The U.S. meat and poultry inspectionprograms are incapable of protecting consumers from
contaminated products, groups representing inspectors and
consumers charged.
    "The whole trend of inspection for the last 10 years has
been to corrupt and to degrade the system where today the
public is at constant risk to contaminated and adulterated
meat," Kenneth Blaylock, president of the American Federation of
Government Employees, told a House Agriculture subcommittee.
    "The American consumer has little reason to feel confident
about the safety of meat and poultry being offered to him
today," said Rodney Leonard, executive director of the Community
Nutrition Institute.
    "Company management is less concerned about the risk to
health than about raising plant output and company profits,"
Leonard told a hearing of the House Agriculture Subcommittee on
Livestock, Dairy and Poultry.
    Kenneth Morrison, staff associate at the Government
Accountability Project, said inspectors consistently disclose
violations of federal law, demonstrating a "serious breakdown in
the entire inspection system."
    Morrison told of chicken fat for flavoring being
contaminated by "intestines dragging in a water trough used to
flush away the condemned product, fecal material, human spit,
chewing gum and paper towels used by plant employees to blow
their noses."
    Donald Houston, administrator of the U.S. Agriculture
Department's Food Safety and Inspection Service, FSIS, defended
the government's program, calling it "one of the most respected
public health programs in the world."
    FSIS inspects an estimated 127 mln head of cattle and 4.5
billion chicken and turkeys every year.
    Houston said inspection programs have kept pace with
change, but conceded that the danger of chemical residues in
the meat and poultry supply has increased.
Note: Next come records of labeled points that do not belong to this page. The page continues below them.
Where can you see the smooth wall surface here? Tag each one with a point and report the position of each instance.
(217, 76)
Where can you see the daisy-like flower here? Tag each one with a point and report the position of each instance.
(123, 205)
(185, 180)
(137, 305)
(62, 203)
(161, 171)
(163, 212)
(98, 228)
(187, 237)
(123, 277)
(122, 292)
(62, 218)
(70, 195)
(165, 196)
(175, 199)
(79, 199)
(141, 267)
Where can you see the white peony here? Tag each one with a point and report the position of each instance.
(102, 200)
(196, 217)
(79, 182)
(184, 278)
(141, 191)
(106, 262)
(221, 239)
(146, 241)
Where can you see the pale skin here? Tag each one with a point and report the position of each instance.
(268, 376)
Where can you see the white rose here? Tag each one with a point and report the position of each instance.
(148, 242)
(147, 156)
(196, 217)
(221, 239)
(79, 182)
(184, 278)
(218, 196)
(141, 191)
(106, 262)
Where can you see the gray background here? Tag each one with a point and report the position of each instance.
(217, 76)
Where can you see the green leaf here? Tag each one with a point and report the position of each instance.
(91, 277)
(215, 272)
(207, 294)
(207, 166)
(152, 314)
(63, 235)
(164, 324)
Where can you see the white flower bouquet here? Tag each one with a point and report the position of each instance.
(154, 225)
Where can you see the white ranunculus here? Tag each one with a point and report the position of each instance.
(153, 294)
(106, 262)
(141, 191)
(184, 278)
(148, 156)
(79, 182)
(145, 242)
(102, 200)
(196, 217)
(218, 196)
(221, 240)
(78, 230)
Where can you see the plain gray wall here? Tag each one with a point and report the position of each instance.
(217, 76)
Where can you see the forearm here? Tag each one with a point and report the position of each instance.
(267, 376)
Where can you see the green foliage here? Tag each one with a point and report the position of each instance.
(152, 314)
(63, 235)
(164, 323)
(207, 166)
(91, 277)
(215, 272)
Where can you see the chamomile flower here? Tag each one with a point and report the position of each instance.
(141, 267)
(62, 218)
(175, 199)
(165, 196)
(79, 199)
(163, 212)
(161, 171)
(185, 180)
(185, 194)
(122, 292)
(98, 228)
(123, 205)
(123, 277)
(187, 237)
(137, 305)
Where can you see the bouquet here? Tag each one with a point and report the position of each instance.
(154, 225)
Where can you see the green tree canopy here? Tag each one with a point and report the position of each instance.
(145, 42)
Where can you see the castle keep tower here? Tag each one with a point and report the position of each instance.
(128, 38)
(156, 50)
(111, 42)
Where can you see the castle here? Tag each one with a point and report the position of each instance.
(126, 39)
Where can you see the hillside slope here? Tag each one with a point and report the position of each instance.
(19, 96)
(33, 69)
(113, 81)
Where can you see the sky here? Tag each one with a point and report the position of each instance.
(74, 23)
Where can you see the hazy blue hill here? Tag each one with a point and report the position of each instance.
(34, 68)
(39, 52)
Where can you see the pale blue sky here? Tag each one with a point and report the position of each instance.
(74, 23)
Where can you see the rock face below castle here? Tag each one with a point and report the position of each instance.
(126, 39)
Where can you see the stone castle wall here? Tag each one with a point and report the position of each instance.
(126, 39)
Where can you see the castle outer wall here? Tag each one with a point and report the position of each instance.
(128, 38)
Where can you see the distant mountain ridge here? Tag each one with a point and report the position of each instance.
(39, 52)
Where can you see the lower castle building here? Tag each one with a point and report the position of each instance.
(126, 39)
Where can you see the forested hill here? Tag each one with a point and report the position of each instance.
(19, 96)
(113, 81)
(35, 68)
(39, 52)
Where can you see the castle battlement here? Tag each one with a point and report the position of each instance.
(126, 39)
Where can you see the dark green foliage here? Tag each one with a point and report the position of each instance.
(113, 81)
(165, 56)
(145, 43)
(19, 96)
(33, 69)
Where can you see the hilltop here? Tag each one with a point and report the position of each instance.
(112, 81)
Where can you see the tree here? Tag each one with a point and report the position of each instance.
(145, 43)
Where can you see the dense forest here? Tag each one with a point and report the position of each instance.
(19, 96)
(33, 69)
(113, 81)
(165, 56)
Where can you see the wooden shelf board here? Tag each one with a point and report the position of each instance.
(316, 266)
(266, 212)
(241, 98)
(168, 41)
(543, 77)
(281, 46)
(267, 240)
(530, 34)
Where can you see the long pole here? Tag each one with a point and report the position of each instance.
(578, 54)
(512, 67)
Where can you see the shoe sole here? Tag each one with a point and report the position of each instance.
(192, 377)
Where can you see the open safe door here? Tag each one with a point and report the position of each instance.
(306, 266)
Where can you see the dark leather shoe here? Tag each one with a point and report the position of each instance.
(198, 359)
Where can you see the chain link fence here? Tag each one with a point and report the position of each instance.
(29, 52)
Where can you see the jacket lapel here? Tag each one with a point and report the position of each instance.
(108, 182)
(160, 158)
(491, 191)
    He also said that, although he was confident the bacterium
salmonella eventually could be eradicated, it would take time
and much money to contain the growing problem.
    Salmonella, which in extreme cases can cause death, is
found in approximately 37 pct of U.S. broilers, 12 pct of raw
pork and three to five pct of raw beef, Houston said.
    The number of reported cases has doubled over the past 20
years, he said, to 40,000 cases annually.
    "We certainly really have not found an effective means of
turning this disease around," said Rep. James Olin (D-Va.)
    The National Research Council recommended in 1985 that FSIS
intensify efforts to develop rapid diagnostic procedures for
detecting microoganisms.
    But the meat and poultry industries have said such controls
would cost too much.
    "Hopefully we will not overreact by installing unnecessarily
complicated procedures that may become obstacles to the real
goal of providing an increasingly safer, more nutritious and
economical meat supply for consumers," Stanley Emerling,
executive vice president of the National Association of Meat
Purveyors, said.
    Blaylock, speaking on behalf of food inspectors, said a new
program allowing elimination of USDA inspection functions at
certain plants "voids the law in letter and spirit, and must be
repealed or we will see rising consumer fraud and an epidemic
of death and illness for which there will be no prevention nor
legal recourse."
    Subcommittee Chairman Charles Stenholm (D-Tex.) said the
panel would hold a hearing on salmonella June 2.